Otro, tal vez más deslumbrante por el acopio de erudición en distintos frentes y niveles, lo tituló Postales electrónicas. Ensayos sobre medios, cultura y sociedad (Puntosur, 1994). Sus materiales provenían de colaboraciones periodísticas que se iniciaron en Clarín(1990-1991), pero cuando la conducción del suplemento Cultura y Nación decidió adoptar un sesgo más light (superficial), acorde con el auge neoliberal, prosiguieron en El País de Montevideo (1991-1993) y a Rivera le gustaba decir que se había convertido en un periodista uruguayo (país en el cual había cursado su enseñanza media).

Imágenes, Máquinas, Ciudades, Escrituras, Lecturas, son las cinco partes en que agrupó una suculenta información acerca de una etapa paleotecnológica y otra signada por la presencia de microordenadores, rayos láser, cohetería interplanetaria, comunicación satelital, imágenes holográficas, videojuegos, computadoras, televisión por cable...
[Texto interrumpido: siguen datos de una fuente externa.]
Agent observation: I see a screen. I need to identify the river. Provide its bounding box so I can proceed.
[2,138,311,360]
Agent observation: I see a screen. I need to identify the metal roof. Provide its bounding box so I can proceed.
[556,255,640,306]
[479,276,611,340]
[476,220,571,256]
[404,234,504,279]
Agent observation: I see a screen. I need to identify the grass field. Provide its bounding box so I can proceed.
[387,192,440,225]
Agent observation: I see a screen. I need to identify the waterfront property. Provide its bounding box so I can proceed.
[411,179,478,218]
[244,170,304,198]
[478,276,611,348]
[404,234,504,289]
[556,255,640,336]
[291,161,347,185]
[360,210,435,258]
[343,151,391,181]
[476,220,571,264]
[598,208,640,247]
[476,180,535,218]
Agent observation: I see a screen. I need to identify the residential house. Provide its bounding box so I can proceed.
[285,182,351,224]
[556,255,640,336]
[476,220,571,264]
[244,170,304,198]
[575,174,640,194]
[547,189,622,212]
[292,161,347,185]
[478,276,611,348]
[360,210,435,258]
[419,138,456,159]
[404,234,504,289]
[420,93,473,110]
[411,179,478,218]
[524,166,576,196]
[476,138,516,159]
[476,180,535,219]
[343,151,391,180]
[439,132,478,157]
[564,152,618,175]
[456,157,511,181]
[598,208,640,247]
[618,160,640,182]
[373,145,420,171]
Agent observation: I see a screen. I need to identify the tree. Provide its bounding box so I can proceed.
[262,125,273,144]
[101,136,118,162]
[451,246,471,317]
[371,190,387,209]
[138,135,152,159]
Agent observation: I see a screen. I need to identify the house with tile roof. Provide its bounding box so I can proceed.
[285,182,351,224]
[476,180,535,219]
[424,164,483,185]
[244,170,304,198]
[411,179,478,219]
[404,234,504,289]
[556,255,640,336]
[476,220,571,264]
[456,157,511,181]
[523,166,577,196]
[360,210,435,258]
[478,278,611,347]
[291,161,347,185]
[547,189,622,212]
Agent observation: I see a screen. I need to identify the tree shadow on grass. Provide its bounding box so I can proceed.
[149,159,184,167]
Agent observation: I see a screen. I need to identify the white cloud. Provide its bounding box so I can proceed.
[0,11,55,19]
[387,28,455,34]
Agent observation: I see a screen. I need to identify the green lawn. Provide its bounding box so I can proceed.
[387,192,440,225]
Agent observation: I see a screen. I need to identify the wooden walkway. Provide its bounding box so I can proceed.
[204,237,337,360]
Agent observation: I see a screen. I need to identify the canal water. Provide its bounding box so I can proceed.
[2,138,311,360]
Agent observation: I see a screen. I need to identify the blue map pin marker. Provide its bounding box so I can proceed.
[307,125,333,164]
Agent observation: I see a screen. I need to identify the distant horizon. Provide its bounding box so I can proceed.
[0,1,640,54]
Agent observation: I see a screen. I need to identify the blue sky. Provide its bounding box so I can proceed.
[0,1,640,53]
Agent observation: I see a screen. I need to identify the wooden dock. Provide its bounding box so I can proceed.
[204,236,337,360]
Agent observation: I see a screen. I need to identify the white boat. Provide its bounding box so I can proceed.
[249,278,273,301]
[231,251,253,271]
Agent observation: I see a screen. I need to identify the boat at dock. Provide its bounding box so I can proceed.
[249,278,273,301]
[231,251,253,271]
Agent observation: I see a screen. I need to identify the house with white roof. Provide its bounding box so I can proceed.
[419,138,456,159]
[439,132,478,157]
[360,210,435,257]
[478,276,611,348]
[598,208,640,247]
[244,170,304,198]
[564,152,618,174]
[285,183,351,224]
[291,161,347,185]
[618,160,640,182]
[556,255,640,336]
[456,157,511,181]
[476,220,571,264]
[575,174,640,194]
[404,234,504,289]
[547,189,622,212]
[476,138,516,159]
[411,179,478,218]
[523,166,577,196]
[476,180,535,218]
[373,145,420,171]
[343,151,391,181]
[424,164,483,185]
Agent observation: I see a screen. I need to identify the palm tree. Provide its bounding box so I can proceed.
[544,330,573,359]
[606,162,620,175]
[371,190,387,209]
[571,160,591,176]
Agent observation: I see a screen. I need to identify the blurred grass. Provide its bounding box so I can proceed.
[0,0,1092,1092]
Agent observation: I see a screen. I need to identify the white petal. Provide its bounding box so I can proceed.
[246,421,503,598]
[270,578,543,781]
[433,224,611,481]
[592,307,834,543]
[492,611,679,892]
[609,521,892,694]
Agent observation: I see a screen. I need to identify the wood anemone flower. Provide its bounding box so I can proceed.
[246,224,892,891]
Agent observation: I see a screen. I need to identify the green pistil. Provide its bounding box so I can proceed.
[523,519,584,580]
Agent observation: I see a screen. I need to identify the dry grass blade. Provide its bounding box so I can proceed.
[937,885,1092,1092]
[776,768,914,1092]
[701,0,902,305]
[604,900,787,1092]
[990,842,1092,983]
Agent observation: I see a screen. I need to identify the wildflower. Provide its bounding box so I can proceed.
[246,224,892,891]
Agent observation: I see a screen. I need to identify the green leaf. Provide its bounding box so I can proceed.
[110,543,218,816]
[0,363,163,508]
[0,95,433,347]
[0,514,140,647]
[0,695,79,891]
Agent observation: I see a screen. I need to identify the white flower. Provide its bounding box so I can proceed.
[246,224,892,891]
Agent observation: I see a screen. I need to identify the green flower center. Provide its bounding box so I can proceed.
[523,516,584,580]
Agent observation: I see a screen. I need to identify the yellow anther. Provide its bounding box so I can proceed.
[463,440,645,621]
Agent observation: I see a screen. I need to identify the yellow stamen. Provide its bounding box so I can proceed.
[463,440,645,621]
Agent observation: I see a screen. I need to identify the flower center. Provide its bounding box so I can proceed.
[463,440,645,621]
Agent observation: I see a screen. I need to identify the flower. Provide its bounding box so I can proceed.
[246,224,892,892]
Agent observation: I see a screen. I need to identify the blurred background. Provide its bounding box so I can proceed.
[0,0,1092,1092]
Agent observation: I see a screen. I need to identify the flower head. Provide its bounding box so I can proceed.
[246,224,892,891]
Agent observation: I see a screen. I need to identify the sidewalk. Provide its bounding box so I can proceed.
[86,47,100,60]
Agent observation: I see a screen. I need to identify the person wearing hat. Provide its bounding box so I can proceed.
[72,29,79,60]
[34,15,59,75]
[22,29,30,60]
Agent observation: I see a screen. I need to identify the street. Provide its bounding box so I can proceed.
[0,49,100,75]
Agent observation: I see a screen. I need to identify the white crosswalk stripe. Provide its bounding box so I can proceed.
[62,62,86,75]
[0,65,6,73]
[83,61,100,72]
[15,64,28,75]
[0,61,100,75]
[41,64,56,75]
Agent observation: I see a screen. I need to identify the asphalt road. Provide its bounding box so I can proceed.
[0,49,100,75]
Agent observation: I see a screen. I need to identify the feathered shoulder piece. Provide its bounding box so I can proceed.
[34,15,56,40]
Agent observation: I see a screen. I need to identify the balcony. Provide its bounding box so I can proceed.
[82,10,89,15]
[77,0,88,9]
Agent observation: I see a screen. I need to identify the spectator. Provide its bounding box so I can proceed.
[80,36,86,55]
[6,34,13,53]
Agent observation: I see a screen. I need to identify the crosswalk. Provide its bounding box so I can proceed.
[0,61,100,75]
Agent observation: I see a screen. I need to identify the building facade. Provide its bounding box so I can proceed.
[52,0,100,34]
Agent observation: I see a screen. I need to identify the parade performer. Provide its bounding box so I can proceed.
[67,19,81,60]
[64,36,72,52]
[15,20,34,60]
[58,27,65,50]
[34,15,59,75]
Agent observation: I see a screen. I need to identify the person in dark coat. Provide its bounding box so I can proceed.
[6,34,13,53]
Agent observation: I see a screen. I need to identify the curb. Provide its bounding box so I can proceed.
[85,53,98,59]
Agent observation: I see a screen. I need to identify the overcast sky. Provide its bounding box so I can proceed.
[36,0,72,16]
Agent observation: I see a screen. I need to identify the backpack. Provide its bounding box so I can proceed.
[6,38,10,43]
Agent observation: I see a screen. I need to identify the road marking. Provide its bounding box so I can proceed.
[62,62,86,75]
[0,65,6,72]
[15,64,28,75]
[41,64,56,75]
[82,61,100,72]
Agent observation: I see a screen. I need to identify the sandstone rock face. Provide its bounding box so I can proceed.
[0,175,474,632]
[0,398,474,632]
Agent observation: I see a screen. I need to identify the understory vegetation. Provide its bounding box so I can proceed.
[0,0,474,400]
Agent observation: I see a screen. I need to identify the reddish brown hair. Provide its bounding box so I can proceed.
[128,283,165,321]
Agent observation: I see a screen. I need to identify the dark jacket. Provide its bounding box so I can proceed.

Entre ambas traza secuencias originales de intercomunicación y despliega, al pasar, manojos de datos acerca de los orígenes y trayectoria del cine, la radiotelefonía, los héroes mediáticos, la literatura policial y otros tantos patrimonios culturales de las más diversas procedencias que Rivera conocía e integraba con particular fluidez.

De 1995 data El periodismo cultural (Paidós), que provee de un abundante material didáctico a quienes quieran asomarse a tales prácticas discursivas. Si comienza por definir allí lo que es el periodismo en relación con la cultura, sigue por caminos tan diversos como los géneros de las publicaciones periódicas, su historia -suscinta pero imprescindible-, la condición del periodista profesional y hasta un manual de estilo para la escritura de notas e inclusive guiones radiales y televisivos. Cierran el volumen, que tiene verdaderas características de manual polivalente, cincuenta páginas de testimonios y experiencias concretas.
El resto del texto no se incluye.